Microsoft is trying to handle this with some new tricks. We have the Hyperscale editions of Azure SQL Database and Big Data Clusters, on premise. I don't know that either of these will end up providing us with scale out for our OLTP databases, but they are options.

There are other options. Google has Spanner, which is a distributed SQL database and CockroachDB has attracted some attention. I caught an article that talks about some of the reasons you might look at CockroachDB, which is a cloud system, but one that gives you scale, and perhaps more importantly, lack of lock-in with a cloud vendor.

I don't know all the ins and outs of a distributed, scalable SQL database, but I do know that scaling one table, with lots of concurrent access, can be tricky. There are improvements in bandwidth and technology that might allow things to scale well, but I can't help but think that conflict resolution will be a challenge if many people need to write to the same rows.

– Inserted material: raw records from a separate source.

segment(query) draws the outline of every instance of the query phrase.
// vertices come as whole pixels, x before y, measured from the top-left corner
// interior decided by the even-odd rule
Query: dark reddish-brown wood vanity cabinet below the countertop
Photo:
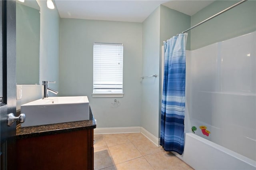
[[[18,138],[17,170],[93,170],[93,130]]]

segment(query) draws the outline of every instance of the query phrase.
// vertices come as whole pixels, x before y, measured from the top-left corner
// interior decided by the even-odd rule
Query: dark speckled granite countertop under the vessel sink
[[[76,121],[67,123],[56,123],[51,125],[40,125],[33,127],[21,127],[21,125],[16,126],[16,138],[28,138],[44,136],[49,134],[58,134],[65,132],[72,132],[76,130],[92,129],[96,128],[96,123],[92,115],[90,108],[90,119],[88,121]]]

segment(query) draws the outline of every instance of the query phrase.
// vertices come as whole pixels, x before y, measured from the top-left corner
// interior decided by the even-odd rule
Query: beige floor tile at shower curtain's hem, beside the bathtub
[[[157,170],[176,170],[180,169],[180,159],[171,152],[155,152],[144,156],[150,165]]]

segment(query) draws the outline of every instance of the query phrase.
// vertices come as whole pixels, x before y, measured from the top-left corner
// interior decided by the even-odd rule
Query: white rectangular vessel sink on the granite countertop
[[[87,96],[48,97],[20,106],[26,121],[22,127],[89,120]]]

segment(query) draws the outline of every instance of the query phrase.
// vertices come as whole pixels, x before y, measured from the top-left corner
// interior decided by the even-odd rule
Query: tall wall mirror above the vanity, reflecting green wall
[[[16,1],[16,83],[39,84],[40,7]]]

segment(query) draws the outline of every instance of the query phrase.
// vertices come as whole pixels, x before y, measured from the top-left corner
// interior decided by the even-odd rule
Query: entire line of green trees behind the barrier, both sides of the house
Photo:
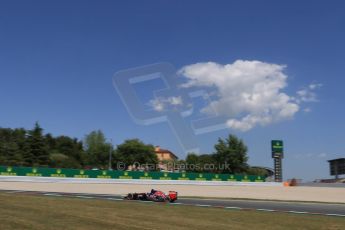
[[[190,153],[185,160],[165,162],[187,172],[255,173],[247,164],[247,147],[234,135],[219,139],[213,154]],[[83,141],[68,136],[44,134],[38,123],[32,130],[0,128],[0,165],[59,168],[127,169],[133,163],[151,165],[158,159],[154,146],[130,139],[113,148],[101,131]]]

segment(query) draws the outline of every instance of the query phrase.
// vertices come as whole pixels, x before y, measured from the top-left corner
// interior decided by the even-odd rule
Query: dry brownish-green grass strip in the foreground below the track
[[[343,229],[345,218],[0,193],[0,229]]]

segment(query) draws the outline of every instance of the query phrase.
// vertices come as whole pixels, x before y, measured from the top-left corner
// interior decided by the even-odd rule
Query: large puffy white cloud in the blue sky
[[[182,87],[216,90],[217,97],[201,112],[224,115],[230,128],[248,131],[257,125],[291,119],[299,111],[293,97],[282,92],[287,86],[285,67],[237,60],[226,65],[214,62],[188,65],[179,73],[187,78]]]

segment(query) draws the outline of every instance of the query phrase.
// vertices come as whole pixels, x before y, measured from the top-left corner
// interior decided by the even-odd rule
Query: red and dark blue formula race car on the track
[[[154,202],[174,202],[177,200],[177,192],[169,191],[165,194],[162,191],[151,189],[149,193],[128,193],[124,197],[125,200],[143,200],[143,201],[154,201]]]

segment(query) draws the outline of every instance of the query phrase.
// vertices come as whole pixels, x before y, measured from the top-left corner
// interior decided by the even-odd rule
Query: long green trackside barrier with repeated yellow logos
[[[265,177],[240,174],[138,172],[65,168],[0,166],[1,176],[73,177],[99,179],[197,180],[264,182]]]

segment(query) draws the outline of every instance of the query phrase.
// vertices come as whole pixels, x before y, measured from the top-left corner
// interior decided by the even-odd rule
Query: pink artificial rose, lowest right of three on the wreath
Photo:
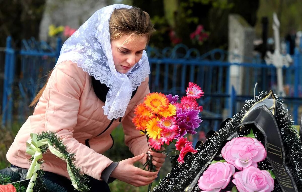
[[[232,182],[239,192],[270,192],[274,189],[274,179],[268,171],[250,166],[234,174]]]

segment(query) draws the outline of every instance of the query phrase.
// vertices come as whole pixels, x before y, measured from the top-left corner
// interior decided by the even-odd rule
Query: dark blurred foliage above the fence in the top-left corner
[[[0,47],[7,36],[20,40],[38,37],[45,0],[0,0]]]

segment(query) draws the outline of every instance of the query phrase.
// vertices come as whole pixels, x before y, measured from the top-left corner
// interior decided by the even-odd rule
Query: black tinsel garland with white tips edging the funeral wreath
[[[224,141],[237,131],[237,127],[241,122],[241,119],[245,113],[252,107],[252,105],[259,101],[262,97],[268,94],[268,91],[261,91],[255,99],[246,101],[243,109],[236,113],[232,119],[225,122],[225,125],[214,134],[210,134],[204,143],[198,143],[196,145],[196,154],[187,154],[185,163],[176,165],[172,168],[171,172],[163,178],[159,185],[154,187],[152,192],[178,192],[185,191],[185,188],[193,181],[198,172],[207,163],[207,161],[216,153],[217,150],[223,146]],[[277,95],[275,94],[277,98]],[[276,108],[276,121],[280,129],[281,138],[284,144],[286,159],[285,162],[291,169],[292,176],[296,182],[297,188],[302,189],[302,142],[297,135],[297,131],[292,128],[293,121],[289,119],[288,110],[284,108],[283,102],[277,99]],[[242,130],[239,132],[239,136],[247,135],[249,130]],[[255,137],[258,140],[262,140],[260,132],[255,132]],[[270,169],[272,167],[267,159],[258,163],[259,169]],[[201,176],[201,175],[199,175]],[[234,185],[232,182],[221,191],[231,191]],[[195,185],[193,192],[199,192],[201,189],[198,187],[198,183]],[[274,192],[281,192],[281,188],[278,181],[275,179]]]

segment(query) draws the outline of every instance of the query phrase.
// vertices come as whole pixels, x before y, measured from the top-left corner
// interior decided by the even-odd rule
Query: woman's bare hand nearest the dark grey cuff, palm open
[[[145,157],[145,153],[120,161],[110,176],[136,187],[152,183],[157,178],[158,172],[149,172],[133,166],[134,162],[143,157]]]

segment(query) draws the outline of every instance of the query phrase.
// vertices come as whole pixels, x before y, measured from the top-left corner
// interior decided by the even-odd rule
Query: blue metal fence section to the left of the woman
[[[12,38],[7,38],[2,125],[10,127],[13,120],[22,122],[30,115],[32,111],[28,106],[43,85],[42,77],[53,69],[61,44],[62,41],[58,38],[54,50],[46,42],[31,38],[22,40],[21,49],[15,50],[12,47]]]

I also know that often we aren't writing to the same rows, but to the same table. Distributing that is easier, but when we start to look at lots of tables with referential integrity, I wonder how scalable this is. After all, the data needs to get committed and then written to multiple places for this to work well.

The one advantage in the cloud is throwing hardware at problems like this, often in a more cost effective way than an organization can do in their own data center. Whether this works well remains to be seen, but certainly there are customers and investors that see this as a part of the future.